In any case I'd find it useful to have the limits configuration exposed as environment settings / config in the synth.ini so that they can be tweaked without rebuilding synth.

Best regards,
Matthias


----------



## marino (Sep 27, 2016)

it is dynamically calculated.
20 minutes is the BASE limit.
If the machine is loaded, that could have a multiplier from 1.1 => 5 .  (22 to 100 minutes)

The issue is that this multiplier doesn't get applied until the machine is already loaded.




> In any case I'd find it useful to have the limits configuration exposed as environment settings / config in the synth.ini so that they can be tweaked without rebuilding synth.



THis is exactly what I'm trying to avoid.  Too many options.  It confuses users.


----------



## marino (Sep 27, 2016)

there's cues that this watchdog issue only happens when building in text mode (aka not ncurses mode).  It may be a bug.  Stand by ...


----------



## marino (Sep 28, 2016)

mpetersma@ version 1.52 should solve your use case


```
ports-mgmt/synth: Upgrade version 1.51 => 1.52

Fix regression in text-mode caused by activation of watchdog.
The watchdog is checking the lengths of the build logs to figure out if
a builder has stalled.  It turns out that the logs were only being
inspected in ncurses display mode, so any port that took longer than
20 minutes to build would be aborted by the watchdog.

While here, bump the *BASE* time limit for the build phase from 20 to
25 minutes based on extreme causes (normally involving gcc or tex ports)
and also bump the check-plist phase limit from 3 minutes to 10 minutes.
Some ports have tens of thousands of files in them which takes a long
time to check under test mode, especially if the server is loaded.
```


----------



## marino (Oct 5, 2016)

Some people might welcome this point release:


```
ports-mgmt/synth: Upgrade version 1.52 => 1.53

Major bug fix: ncurses display resize hang fixed

  Until now, resizing the window why synth is running in ncurses mode
  caused synth to hang (it would finish the builds it was working on
  but the display wouldn't update and no new jobs would start).  This
  was due to an unhandled exception thown by ncurses binding as a result
  of the resize event, and now these are handled.

Minor fix: Ports with @info in pkg-plist now pass in test mode

  The mtree exclusion file was improved to allow these leftover info
  directories to be ignored (as is done in poudriere.  Before only
  info/dir was ignored, but the presence of "dir" prevented "info" from
  being removed by pkg(8) upon deinstallation.

enhancement: Augment text mode (requested)

  Now when a builder starts on a new package, the port origin will be
  shown in the running log (before only the completion was logged.)
```


----------



## xtaz (Oct 6, 2016)

Thanks so much for getting to the bottom of this.

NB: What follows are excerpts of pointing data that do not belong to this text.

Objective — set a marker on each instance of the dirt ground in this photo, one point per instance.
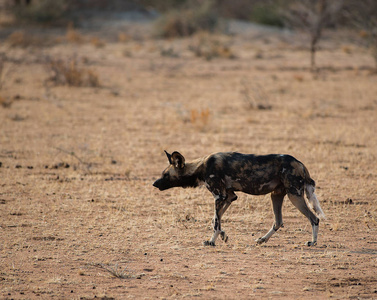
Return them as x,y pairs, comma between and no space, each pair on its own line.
80,218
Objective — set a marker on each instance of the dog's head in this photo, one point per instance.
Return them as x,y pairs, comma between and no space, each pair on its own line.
172,176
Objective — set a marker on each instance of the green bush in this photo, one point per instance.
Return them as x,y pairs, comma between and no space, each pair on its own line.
43,11
187,21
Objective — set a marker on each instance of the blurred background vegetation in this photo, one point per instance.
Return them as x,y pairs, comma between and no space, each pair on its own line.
179,18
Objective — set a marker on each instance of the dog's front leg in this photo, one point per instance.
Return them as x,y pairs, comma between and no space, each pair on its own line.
220,206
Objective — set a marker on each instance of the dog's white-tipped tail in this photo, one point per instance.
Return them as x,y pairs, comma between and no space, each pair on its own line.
313,201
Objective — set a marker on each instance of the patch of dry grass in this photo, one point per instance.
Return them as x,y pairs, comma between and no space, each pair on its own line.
70,73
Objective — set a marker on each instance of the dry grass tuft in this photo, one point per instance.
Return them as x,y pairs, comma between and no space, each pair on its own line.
254,96
23,40
188,21
73,36
97,42
210,47
200,117
69,73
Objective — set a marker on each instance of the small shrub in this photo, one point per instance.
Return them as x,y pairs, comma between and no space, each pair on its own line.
20,39
72,35
69,73
210,47
187,21
96,42
255,96
267,14
200,117
169,52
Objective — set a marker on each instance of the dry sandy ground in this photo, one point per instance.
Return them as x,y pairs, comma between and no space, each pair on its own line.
81,220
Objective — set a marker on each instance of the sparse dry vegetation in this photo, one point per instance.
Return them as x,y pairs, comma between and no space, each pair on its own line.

I quite often start a build on my laptop and then check up on it on my phone or vice versa. The two different size of screens quite often caused this hang. Nice to see it's fixed now.


----------



## marino (Oct 7, 2016)

There were still some quirks with resizing including more possible hangs, but hopefully that's really been addressed now:

```
ports-mgmt/synth: Upgrade version 1.53 => 1.54

Handles remaining resizing exceptions and improves display handling.

Yesterday's work handled most of the common display exceptions, but others
were still possible.  Now all possible exceptions are handled.

Several improvements were made to the display:
  1) lines no longer wrap if the size width is resized too narrow; they
     get truncated as always intended
  2) Elements such as the elapse timer don't get displayed in the wrong
     place when the screen is too narrow (they just don't show)
  3) The dashes now get restored if the screen is sized small and then
     big again (or started small and then expanded).  In many cases those
     lines just never came back before.
  4) The "full" refresh frequency was increased a period of 30 seconds to
     a period of 4 seconds.  This has a side benefit to text-mode watchdog
     as well since that's the same timer for the log inspection.
  5) The history window height ranges from 10 to 50 rows.  If the xterm
     window starts small, the history will be 10 lines.  If it starts
     big, the number of lines will be dictated by the original size of
     the xterm window.  Making the screen small and then bigger again will
     reveal the full number of log lines.
```


----------



## xtaz (Oct 8, 2016)

1.53 worked fine for me, but 1.54 causes the ncurses screen to be completely garbled and unreadable. It's not a tmux thing, it does it just in a plain terminal as well. Using PuTTY on windows as the terminal (112x34)


----------



## marino (Oct 8, 2016)

can you install bitvise (https://www.bitvise.com/ssh-client) and see how that works?
or try using "xterm" protocol if you aren't already?


----------



## marino (Oct 8, 2016)

hmm, i just saw this on FreeBSD console in virtualbox vm.  what's going on there?
It seems to be specific to freebsd.   (I see it in bitvise too)


----------



## marino (Oct 8, 2016)

xtaz@ this is really weird.  I think the problem lies in the ports version of ncurses.  I forcibly compiled adacurses and synth to use the base ncurses and it worked fine then on FreeBSD.
The ports version of ncurses works fine on DragonFly.  I'm not sure what's going on here.


----------



## marino (Oct 9, 2016)

xtaz@ this testcase proves that ports ncurses is broken on FreeBSD:
https://leaf.dragonflybsd.org/~marino/testcurses.shar

you can try it yourself.  with `make`, it will build "hello" program with base ncurses, and it works fine.
with `make WITH_PORTS=1`, the hello program will be linked with base ncurses.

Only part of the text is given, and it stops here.